Conker: Live & Reloaded
Bad Fur Day
I first played "Conker's Bad Fur Day" in middle school. Or was it sixth grade? It was 2001 and I graduated elementary and left for middle school that year. I can't believe it's been damned near a quarter century. We played through the story just once and had a blast laughing at all the crude jokes. It's just the stuff a young boy would love. Hell, I don't think I properly matured. I still laugh at fart jokes. And you know what? I can still stare at polygon boobs all day. Anyways, the main quest is awesome, but we had even more fun playing the multiplayer. I can't even explain why it was so awesome. The controls didn't exactly lend themselves to fluid kills. The maps wheren't anything to write home about. Maybe there was just something humiliating about getting killed by a teddy bear or cute squirrel that made us keep coming back. Oh, the trash talking was epic because of that.
Immature Lonely Boy
Unfortunately, I have no friends. I also don't have Xbox Live and I am not going out of my way to connect my original Xbox to the internet. So, I can't speak to the "Conker: Live & Reloaded" multiplayer experience. I can say that the story mode is still about as fun as I remember. All the gross and offensive humor is still intact. So are the pop culture references, which are stellar. However, they censored all the swear words. I didn't appreciate that. My immature self wants to hear swear words. I can't remember how well it played in the N64, that was damned near a quarter century ago. I suspect having dual analog sticks is much better than one stick and those awkward C-arrow keys.
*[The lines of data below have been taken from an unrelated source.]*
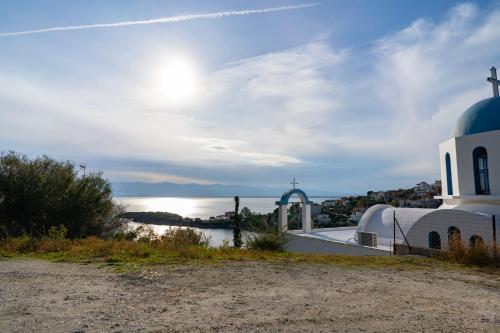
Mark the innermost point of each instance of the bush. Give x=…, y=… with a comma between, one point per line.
x=57, y=232
x=479, y=254
x=38, y=194
x=184, y=237
x=267, y=240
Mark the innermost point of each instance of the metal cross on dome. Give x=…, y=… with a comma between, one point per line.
x=493, y=80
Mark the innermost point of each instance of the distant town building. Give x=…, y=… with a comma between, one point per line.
x=323, y=218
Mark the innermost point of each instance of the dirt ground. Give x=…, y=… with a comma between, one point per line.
x=38, y=296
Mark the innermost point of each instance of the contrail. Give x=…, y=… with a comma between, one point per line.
x=168, y=19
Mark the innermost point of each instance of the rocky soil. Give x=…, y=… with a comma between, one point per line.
x=38, y=296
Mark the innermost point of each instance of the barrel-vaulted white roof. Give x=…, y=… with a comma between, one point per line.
x=380, y=220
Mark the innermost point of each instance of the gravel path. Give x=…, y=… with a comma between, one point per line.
x=38, y=296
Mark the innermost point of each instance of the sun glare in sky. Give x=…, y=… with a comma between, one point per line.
x=177, y=81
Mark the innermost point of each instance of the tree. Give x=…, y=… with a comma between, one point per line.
x=38, y=194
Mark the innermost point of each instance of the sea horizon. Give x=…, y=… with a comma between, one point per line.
x=202, y=207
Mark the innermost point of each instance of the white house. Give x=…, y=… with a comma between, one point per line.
x=423, y=188
x=470, y=186
x=470, y=182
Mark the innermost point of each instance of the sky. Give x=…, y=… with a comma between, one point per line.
x=344, y=95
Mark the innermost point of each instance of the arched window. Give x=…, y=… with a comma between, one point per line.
x=449, y=182
x=481, y=177
x=475, y=240
x=434, y=240
x=453, y=235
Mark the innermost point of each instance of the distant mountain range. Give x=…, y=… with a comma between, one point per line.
x=168, y=189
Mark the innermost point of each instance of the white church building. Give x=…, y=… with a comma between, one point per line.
x=470, y=178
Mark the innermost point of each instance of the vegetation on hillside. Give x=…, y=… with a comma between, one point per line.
x=39, y=194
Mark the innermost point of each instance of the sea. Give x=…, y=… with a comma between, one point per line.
x=202, y=208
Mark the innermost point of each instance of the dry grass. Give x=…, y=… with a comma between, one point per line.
x=123, y=253
x=480, y=254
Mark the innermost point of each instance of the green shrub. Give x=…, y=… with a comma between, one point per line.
x=267, y=240
x=38, y=194
x=57, y=232
x=184, y=237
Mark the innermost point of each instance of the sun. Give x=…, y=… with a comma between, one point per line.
x=177, y=81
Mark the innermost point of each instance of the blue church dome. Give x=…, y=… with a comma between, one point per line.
x=484, y=116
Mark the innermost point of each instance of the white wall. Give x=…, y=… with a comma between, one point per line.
x=464, y=147
x=314, y=245
x=468, y=223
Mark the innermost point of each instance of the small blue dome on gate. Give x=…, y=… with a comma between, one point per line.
x=484, y=116
x=286, y=196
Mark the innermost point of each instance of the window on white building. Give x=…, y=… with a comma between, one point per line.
x=481, y=177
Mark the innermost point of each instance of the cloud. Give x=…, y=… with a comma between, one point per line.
x=161, y=20
x=333, y=117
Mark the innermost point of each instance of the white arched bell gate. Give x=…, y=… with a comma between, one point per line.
x=305, y=205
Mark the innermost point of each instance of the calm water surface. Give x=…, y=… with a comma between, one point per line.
x=199, y=207
x=216, y=236
x=202, y=208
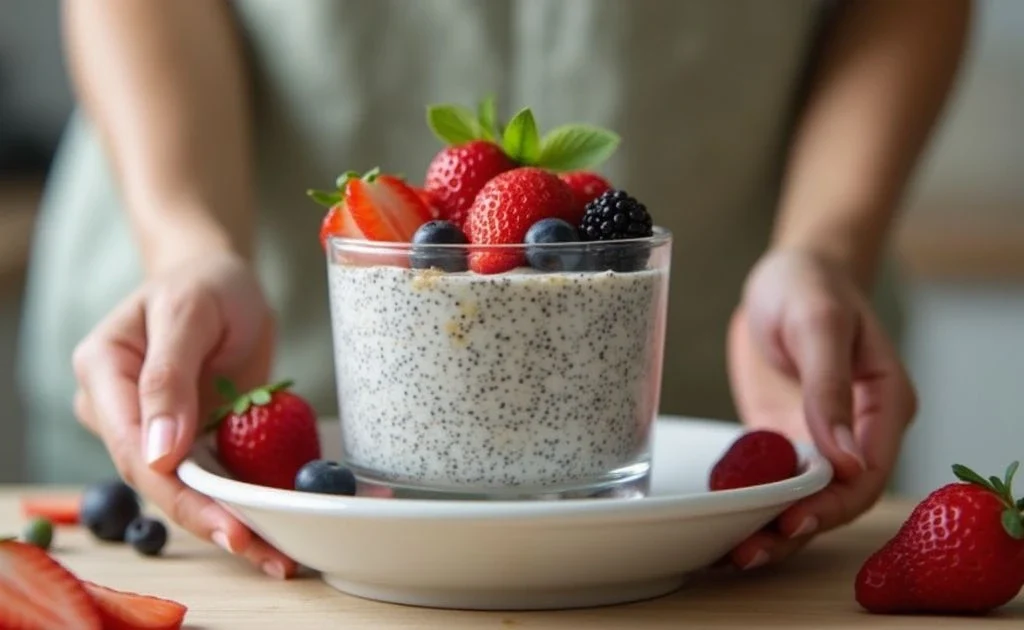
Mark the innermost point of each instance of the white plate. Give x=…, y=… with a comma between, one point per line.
x=519, y=555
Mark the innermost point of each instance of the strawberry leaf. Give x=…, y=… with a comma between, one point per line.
x=577, y=147
x=521, y=140
x=1012, y=523
x=454, y=124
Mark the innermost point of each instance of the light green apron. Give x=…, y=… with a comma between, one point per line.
x=701, y=91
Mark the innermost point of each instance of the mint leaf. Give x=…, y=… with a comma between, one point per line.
x=486, y=113
x=571, y=148
x=1012, y=523
x=454, y=124
x=521, y=140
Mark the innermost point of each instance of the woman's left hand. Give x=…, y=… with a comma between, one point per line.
x=809, y=359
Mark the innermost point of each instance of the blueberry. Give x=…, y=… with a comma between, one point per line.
x=108, y=508
x=553, y=231
x=39, y=532
x=439, y=233
x=147, y=536
x=326, y=477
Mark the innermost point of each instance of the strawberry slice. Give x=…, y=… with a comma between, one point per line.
x=124, y=611
x=37, y=593
x=57, y=509
x=385, y=208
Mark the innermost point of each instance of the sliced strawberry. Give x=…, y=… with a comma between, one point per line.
x=123, y=611
x=37, y=593
x=58, y=509
x=385, y=208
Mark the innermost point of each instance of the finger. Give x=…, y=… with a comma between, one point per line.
x=182, y=328
x=820, y=336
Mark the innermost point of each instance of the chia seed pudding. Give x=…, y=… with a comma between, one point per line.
x=524, y=379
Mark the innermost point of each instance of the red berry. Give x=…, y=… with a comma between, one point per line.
x=756, y=458
x=586, y=187
x=266, y=435
x=961, y=551
x=37, y=592
x=506, y=208
x=457, y=174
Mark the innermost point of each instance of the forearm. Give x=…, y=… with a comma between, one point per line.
x=885, y=74
x=165, y=86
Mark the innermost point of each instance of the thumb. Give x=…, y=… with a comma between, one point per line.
x=819, y=338
x=181, y=330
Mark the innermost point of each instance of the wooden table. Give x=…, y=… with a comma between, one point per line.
x=813, y=590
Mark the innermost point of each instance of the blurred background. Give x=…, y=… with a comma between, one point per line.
x=962, y=241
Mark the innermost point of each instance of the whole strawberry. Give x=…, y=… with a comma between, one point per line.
x=586, y=187
x=264, y=436
x=754, y=459
x=961, y=551
x=505, y=209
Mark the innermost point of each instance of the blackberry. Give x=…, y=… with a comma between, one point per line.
x=616, y=216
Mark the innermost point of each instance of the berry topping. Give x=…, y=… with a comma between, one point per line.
x=548, y=232
x=39, y=532
x=266, y=434
x=507, y=207
x=586, y=187
x=439, y=233
x=754, y=459
x=147, y=536
x=326, y=477
x=108, y=508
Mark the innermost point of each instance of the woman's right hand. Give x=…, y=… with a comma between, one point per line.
x=145, y=383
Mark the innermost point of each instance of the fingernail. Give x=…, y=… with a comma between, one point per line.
x=760, y=559
x=274, y=569
x=845, y=441
x=160, y=438
x=220, y=539
x=808, y=526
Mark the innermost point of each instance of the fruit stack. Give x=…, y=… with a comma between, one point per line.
x=497, y=184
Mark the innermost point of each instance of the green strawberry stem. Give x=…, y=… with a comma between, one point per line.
x=1013, y=515
x=563, y=149
x=239, y=403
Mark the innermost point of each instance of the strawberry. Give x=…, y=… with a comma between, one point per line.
x=586, y=186
x=755, y=458
x=124, y=611
x=37, y=593
x=506, y=208
x=56, y=509
x=961, y=551
x=264, y=436
x=458, y=172
x=374, y=206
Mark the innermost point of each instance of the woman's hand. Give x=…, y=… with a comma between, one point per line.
x=808, y=358
x=145, y=375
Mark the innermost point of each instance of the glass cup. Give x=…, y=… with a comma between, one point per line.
x=539, y=379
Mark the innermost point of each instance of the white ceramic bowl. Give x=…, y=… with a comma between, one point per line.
x=519, y=555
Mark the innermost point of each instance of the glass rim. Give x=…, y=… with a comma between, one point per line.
x=660, y=237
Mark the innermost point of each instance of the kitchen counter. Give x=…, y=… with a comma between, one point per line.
x=813, y=590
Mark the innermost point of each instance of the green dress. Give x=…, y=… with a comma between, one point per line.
x=701, y=92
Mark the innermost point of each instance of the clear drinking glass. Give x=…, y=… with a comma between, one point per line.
x=539, y=382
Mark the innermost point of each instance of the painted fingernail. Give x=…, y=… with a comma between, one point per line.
x=760, y=559
x=845, y=441
x=807, y=527
x=220, y=539
x=274, y=569
x=160, y=438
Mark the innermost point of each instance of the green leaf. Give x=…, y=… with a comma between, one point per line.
x=1012, y=523
x=325, y=198
x=521, y=140
x=486, y=113
x=454, y=124
x=577, y=147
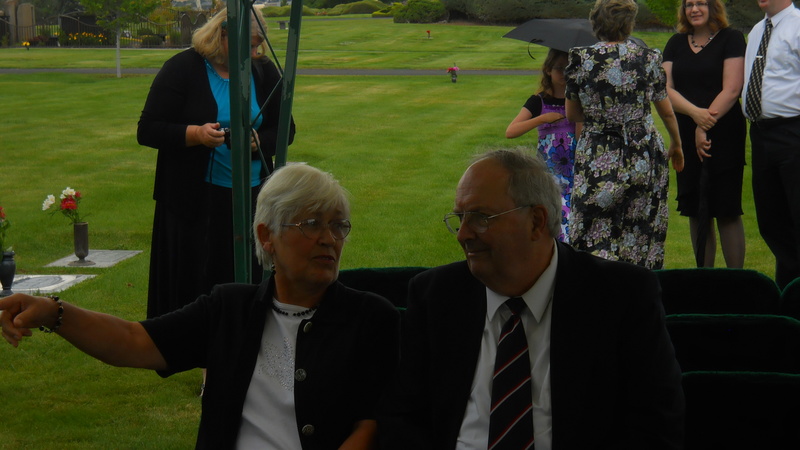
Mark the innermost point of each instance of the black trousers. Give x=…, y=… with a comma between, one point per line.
x=776, y=191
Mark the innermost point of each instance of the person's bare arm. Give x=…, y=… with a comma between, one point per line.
x=664, y=109
x=110, y=339
x=525, y=122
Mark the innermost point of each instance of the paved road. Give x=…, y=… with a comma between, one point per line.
x=340, y=72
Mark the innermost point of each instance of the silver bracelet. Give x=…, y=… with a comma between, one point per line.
x=55, y=327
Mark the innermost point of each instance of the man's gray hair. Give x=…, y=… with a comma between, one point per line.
x=290, y=191
x=530, y=182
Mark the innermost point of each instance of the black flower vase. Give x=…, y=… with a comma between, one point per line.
x=81, y=236
x=8, y=268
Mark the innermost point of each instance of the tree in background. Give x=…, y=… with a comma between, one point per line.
x=116, y=14
x=420, y=11
x=50, y=9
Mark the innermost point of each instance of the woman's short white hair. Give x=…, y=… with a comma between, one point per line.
x=290, y=190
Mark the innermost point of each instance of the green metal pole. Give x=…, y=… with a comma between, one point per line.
x=239, y=70
x=289, y=74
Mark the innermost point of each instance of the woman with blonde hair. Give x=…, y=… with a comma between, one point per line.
x=185, y=116
x=704, y=63
x=619, y=203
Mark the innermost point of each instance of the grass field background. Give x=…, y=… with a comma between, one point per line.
x=398, y=143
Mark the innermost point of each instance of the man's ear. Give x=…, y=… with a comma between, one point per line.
x=264, y=237
x=539, y=222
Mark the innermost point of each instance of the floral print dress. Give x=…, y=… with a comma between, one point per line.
x=619, y=200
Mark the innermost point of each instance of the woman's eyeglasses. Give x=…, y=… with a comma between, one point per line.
x=313, y=228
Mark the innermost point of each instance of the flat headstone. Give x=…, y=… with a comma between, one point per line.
x=100, y=258
x=45, y=284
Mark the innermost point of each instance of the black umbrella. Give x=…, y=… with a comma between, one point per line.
x=560, y=34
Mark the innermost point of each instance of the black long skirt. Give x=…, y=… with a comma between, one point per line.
x=190, y=253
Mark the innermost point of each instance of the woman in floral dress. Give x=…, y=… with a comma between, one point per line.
x=619, y=200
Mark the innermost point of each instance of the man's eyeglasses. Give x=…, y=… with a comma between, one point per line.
x=690, y=5
x=476, y=221
x=313, y=228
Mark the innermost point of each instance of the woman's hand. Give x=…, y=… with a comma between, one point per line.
x=209, y=135
x=552, y=117
x=676, y=155
x=704, y=118
x=702, y=143
x=22, y=312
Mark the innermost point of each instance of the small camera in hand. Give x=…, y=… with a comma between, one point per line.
x=227, y=132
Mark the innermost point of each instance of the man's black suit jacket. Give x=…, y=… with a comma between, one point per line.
x=614, y=378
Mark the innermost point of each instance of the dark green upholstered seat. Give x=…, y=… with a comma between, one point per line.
x=756, y=343
x=718, y=291
x=736, y=410
x=389, y=282
x=790, y=299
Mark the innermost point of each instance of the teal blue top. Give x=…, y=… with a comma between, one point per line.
x=219, y=165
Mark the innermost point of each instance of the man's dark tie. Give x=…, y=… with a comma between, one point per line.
x=753, y=100
x=511, y=419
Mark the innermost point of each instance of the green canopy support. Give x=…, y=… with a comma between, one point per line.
x=239, y=67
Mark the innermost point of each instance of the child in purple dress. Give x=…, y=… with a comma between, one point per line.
x=557, y=136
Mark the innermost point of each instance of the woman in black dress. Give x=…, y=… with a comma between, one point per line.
x=187, y=108
x=704, y=64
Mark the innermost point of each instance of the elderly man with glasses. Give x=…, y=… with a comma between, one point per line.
x=528, y=341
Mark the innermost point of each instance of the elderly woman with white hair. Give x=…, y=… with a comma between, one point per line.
x=295, y=362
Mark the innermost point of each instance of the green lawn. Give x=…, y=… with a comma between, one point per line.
x=397, y=143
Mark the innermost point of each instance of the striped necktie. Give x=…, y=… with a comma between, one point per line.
x=753, y=100
x=511, y=419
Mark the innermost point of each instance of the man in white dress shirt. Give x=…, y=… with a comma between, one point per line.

Besides, the N64 controller is hideous.
Inconvenience
I played the game just fine and enjoyed the whacky, disjointed, yet so utterly charming story. I only had a few issues. Whenever Conker gets hit, he goes through this stun animation where he flies a few feet back, rolls his eyes like a slot machine, and slides for a few feet more. There where many situations where I would get hit close to a ledge, get knocked back, and fall off a ledge and die. It was annoying. There also seems to be a tiny period of vulnerability when Conker comes to and enemies and knock you right back down again. It could be my aging reflex, but I felt it happened often enought to inconvenience me. Besides those mechanics, the game was fun and the highly varied levels actually enhance the whacky story about random events in Conker's Bad Fur Day.
Getting Old
Conker's Bad Fur Day is definitely a product of it's time. It was released during the Y2K era, the late 90s and early 2000s, where everything was edgy, offensive, cool, xtreme, and had lots of attitude. I'm talking about a time where Stone Cold Steve Austin, NWO, The Matrix, Eminem, Nu-Metal, Pop-Punk, Allen Iverson, Skateboarding, Jackass, parody comedies like Scary Movie, teen comedies that pushed the envelope like American Pie, Fight Club, Adam Sandler, reality trash TV like Jerry Springer, and South Park ruled the popular culture in the USA. It was edgy games like Conker's Bad Fur Day that fit squarely among this cultural zeitgest. It is exactly the time I grew up in. It was definitely an exciting time to be a youngling. Maybe I'm getting old. I'm probably biased, too. Or maybe I'm just simply out of touch. But popular culture feels nowhere near as awesome as everything I mentioned. I'm turning into an old man yelling at clouds. Well, I guess this is growing up.